DataHub v1.0.0
Release Highlights
DataHub v1.0.0 is packed with exciting updates, including:
- A completely redesigned user experience focused on simplified navigation and a visually stunning interface.
- Unified support for Data & AI, including AI Model Group Versions, AI Model Lineage, Model Stats, and Experiment/Run ingestion.
- DataHub Iceberg Catalog, allowing users to manage Iceberg tables directly from DataHub.
Read the blog post here!
Changelog
New User Interface: Putting Usability First
With a completely re-designed user interface, DataHub v1.0 represents a fundamental rethinking of how users interact with their metadata and data assets. The new experience includes:
- Intuitive Platform-Based Navigation - Hierarchically browse data by database and schema in Snowflake, BigQuery, Redshift, Databricks, and more.

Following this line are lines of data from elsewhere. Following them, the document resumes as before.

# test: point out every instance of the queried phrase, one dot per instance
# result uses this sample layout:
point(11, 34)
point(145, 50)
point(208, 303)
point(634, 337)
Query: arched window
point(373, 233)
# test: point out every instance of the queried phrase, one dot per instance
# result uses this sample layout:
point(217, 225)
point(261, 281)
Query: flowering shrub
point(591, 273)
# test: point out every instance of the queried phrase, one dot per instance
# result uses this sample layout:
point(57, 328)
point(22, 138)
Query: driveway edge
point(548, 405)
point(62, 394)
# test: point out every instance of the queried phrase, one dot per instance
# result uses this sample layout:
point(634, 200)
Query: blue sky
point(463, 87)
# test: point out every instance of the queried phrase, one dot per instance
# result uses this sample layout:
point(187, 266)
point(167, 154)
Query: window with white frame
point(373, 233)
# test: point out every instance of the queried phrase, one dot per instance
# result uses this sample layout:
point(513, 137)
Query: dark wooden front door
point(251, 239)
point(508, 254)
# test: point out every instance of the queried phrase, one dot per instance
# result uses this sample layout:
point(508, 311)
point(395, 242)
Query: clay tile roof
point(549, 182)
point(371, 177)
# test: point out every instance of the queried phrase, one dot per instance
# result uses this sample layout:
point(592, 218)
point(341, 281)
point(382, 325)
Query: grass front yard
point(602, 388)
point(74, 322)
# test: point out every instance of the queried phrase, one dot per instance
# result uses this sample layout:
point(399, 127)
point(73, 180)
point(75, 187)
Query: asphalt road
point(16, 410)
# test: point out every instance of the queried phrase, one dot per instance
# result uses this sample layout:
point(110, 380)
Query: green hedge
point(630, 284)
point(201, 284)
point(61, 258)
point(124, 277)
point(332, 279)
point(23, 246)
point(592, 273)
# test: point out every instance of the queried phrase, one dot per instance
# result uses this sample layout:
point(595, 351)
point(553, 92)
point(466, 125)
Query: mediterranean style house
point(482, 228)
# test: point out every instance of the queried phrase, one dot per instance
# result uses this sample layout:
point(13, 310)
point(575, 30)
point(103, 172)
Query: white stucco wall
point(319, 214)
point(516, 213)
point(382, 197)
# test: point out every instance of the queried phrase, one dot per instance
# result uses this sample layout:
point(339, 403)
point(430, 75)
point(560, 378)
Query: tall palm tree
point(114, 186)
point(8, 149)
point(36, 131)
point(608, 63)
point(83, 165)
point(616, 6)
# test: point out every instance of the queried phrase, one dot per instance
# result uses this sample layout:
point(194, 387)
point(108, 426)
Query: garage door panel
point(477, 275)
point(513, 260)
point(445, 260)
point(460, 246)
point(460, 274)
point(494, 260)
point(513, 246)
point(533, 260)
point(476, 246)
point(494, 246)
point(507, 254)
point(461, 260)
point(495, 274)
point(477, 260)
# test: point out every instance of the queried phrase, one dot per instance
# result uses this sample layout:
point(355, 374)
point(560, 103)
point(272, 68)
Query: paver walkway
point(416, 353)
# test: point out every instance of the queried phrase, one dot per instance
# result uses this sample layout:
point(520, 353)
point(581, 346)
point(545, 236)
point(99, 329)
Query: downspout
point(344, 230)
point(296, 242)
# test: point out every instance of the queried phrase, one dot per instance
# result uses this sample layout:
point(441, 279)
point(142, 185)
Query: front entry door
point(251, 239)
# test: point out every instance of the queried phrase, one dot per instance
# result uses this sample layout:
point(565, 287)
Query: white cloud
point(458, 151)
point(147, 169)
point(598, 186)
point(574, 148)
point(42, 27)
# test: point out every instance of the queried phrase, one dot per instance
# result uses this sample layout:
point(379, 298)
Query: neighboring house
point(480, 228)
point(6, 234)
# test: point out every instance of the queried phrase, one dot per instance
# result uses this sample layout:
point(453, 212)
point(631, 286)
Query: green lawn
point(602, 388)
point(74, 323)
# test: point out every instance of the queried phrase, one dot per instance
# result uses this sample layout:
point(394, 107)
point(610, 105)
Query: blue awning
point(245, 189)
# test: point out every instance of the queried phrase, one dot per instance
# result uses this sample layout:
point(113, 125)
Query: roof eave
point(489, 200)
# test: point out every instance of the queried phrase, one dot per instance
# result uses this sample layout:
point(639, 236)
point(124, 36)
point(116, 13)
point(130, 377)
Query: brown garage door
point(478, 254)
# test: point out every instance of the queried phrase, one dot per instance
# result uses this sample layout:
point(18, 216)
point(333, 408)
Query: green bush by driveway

Combine hierarchical navigation with filtering by data owners, domain, tags, and glossary terms to find the right data fast.
- Seamless Lineage Exploration - Our reimagined lineage view features multi-level expansion, name-based search, and column-level visibility, making it easier than ever to understand data relationships and impact.
- Integrated Data Quality - Make confident decisions with deeply integrated quality signals throughout the platform, helping you quickly identify and trust reliable data assets.
DataHub Admins can enable the new UI for all users by setting the THEME_V2_DEFAULT
environment variable to true
; until then, Users can opt into the new experience by navigating to Settings > Appearance > Try New User Experience.
Comprehensive AI Asset Support: Unifying Data and AI
DataHub v1.0 treats AI assets as first-class citizens within the data ecosystem, allowing users to track their entire data-to-AI pipeline in one place.
- Unified Search and Discovery: Seamlessly search across models, model groups, and traditional data assets in one unified interface.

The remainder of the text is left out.